Jasper J. van Thor and Mark M. Warren and Craig N. Lincoln and Matthieu Chollet and Henrik Till Lemke and David M. Fritz and Marius Schmidt and Jason Tenboer and Zhong Ren and Vukica Srajer and Keith Moffat and Tim Graber

Citation

Van Thor, J.J. et al., 2014. Signal to noise considerations for single crystal femtosecond time resolved crystallography of the Photoactive Yellow Protein. Faraday Discuss., 171, pp.439–455. Available at: http://dx.doi.org/10.1039/c4fd00011k.

Abstract

Femtosecond time resolved pump–probe protein X-ray crystallography requires highly accurate measurements of the photoinduced structure factor amplitude differences.
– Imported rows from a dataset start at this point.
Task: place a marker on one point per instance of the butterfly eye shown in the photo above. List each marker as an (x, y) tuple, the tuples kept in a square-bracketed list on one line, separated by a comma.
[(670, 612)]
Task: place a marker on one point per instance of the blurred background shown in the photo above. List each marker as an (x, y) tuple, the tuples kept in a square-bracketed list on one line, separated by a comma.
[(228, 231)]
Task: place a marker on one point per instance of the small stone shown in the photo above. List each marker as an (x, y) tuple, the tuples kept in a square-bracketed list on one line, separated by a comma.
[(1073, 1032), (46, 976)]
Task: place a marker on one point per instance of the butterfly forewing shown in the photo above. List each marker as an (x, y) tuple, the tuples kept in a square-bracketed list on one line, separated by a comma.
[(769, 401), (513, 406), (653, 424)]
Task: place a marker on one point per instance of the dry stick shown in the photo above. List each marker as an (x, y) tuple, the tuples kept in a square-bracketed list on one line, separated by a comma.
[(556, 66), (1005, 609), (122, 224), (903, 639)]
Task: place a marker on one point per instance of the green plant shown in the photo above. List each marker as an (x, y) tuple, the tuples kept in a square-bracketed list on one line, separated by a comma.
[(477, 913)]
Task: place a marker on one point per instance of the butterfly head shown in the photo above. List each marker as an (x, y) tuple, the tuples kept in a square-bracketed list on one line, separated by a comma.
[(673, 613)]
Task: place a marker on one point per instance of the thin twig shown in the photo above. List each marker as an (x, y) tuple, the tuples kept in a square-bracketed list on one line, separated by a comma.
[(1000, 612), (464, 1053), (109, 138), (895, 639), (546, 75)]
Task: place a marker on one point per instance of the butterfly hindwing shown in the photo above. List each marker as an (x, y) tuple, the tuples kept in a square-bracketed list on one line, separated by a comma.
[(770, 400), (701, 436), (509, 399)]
In the case of femtosecond photolysis of single P63 crystals of the Photoactive Yellow Protein, it is shown that photochemical dynamics place a considerable restraint on the achievable time resolution due to the requirement to stretch and add second order dispersion in order to generate threshold concentration levels in the interaction region. Here, we report on using a ‘quasi-cw’ approach to use the rotation method with monochromatic radiation and 2 eV bandwidth at 9.465 keV at the Linac Coherent Light Source operated in SASE mode. A source of significant Bragg reflection intensity noise is identified from the combination of mode structure and jitter with very small mosaic spread of the crystals and very low convergence of the XFEL source. The accuracy with which the three dimensional reflection is approximated by the ‘quasi-cw’ rotation method with the pulsed source is modelled from the experimentally collected X-ray pulse intensities together with the measured rocking curves. This model is extended to predict merging statistics for recently demonstrated self seeded mode generated pulse train with improved stability, in addition to extrapolating to single crystal experiments with increased mosaic spread. The results show that the noise level can be adequately modelled in this manner, indicating that the large intensity fluctuations dominate the merged signal-to-noise (I/σI) value. Furthermore, these results predict that using the self seeded mode together with more mosaic crystals, sufficient accuracy may be obtained in order to resolve typical photoinduced structure factor amplitude differences, as taken from representative synchrotron results.